De reina 'hip hop' a sierva de Alá
La cantante de rap con más éxito de Francia abandona su carrera musical para cuidar de su marido Aziz y su hija Myriam tras abrazar el islamismo
El Mundo, , 22-10-2012La reina francesa del hip hop más famosa deja la música para dedicarse a su hija y a las obras de caridad. A los 32 años y tras haber vendido millones de copias, la cantante Diam’s ha tomado esa decisión tras convertirse a la religión musulmana. Lo acaba de anunciar en TF1, ante 5,7 millones de telespectadores estupefactos.
La excusa era presentar su libro Diam’s: la autobiografía, firmado con su nombre auténtico, Mélanie Georgiades, que sus padres le pusieron cuando nació en Nicosia en 1980 al ser bautizada en el catolicismo.
La ex estrella acudió al plató con velo y un traje amplio que la cubría de la cabeza a los pies. Irreconocible sin maquillaje ni joyas, la diva renegada habló de su conversión al Islam, relacionándola con la renuncia a seguir cantando y sus planes de consagrarse a la fundación que preside.
Creada en 2009 tras un viaje humanitario a África, Big Up Project es «una organización filantrópica para la protección de los niños desfavorecidos en el continente negro que financia centros de acogida para jóvenes con problemas», de que Diam’s es la principal contribuyente, puesto que le cedió todos los beneficios de su cuarto álbum, SOS, número uno en el Hexágono.
«Mi Francia no es la misma que la vuestra, no os gusta el mestizaje y por eso no os respeto» canta, en una de sus letras. Pero antes de esta metamorfosis, la autora del éxito Ma France à moi había tenido una trayectoria ascendente en la competitiva y muy masculina escena del hip hop galo, llegando a situar su tercer trabajo, Dans ma bulle, como el más vendido de 2006 en el país, con 2,6 millones de ejemplares despachados. No está nada mal para una niña crecida en Orsay, un suburbio parisino, a donde se trasladó desde Chipre con tres años junto a su madre recién divorciada.
Sumergida en la cultura hip hop de los 90, a los 15 años dejó de estudiar para emular a sus adorados NTM y adoptó el sobrenombre artístico de Diam’s, en alusión a los diamantes «impenetrables que no pueden ser rotos más que por otro diamante». Desde entonces, ha publicado cuatro elepés de estudio y otro en directo donde se mezclan los ataques políticos a Nicolas Sarkozy o Marine le Pen a quien dedicó el duro tema Marine, con el orgullo de clase o la reivindicación feminista, en un estilo que recuerda a Bebe o La Mala Rodríguez.

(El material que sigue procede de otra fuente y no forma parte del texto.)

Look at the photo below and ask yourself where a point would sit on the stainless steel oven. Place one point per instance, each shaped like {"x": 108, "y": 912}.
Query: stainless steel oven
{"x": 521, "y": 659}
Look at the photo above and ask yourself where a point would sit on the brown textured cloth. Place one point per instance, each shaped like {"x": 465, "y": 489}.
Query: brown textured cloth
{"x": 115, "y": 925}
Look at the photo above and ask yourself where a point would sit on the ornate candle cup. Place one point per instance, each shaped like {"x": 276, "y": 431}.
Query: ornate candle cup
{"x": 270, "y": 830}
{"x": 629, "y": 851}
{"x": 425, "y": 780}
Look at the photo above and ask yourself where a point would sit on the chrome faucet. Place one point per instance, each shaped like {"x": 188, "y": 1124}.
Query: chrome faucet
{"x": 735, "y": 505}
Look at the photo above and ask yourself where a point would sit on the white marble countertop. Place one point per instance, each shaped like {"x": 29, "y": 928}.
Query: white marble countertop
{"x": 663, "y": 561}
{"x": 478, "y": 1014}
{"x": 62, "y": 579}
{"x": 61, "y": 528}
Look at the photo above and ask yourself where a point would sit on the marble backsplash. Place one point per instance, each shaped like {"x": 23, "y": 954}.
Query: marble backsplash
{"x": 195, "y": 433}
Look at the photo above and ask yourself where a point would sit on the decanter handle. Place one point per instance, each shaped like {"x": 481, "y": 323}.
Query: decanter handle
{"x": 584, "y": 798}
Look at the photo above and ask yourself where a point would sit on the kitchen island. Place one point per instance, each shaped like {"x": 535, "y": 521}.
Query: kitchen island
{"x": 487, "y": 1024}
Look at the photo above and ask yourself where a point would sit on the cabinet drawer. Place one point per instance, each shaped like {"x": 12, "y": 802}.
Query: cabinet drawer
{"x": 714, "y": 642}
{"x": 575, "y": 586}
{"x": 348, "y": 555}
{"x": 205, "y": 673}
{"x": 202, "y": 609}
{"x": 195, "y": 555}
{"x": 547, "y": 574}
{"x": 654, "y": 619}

La vida intensa de las giras, los trastornos emocionales y el dinero fácil, unidos a la floja acogida de Lilli, canción en la que defendía el velo, terminaron por sumergirla en una depresión, de la que ha salido salvajemente transformada. Adiós a aquella chica liberada de banlieu, devota de la priva y la hierba, que lucía pantalones caídos mostrando el tanga. Ahora vive con su compañero Aziz y su hija Myriam, acude a la mezquita de Gennevilliers, no bebe y ¡no concede entrevistas a hombres! «Quiero partir para volver convertida en alguien de bien, porque vengo de lejos», cantaba en T.S. Pues voilà.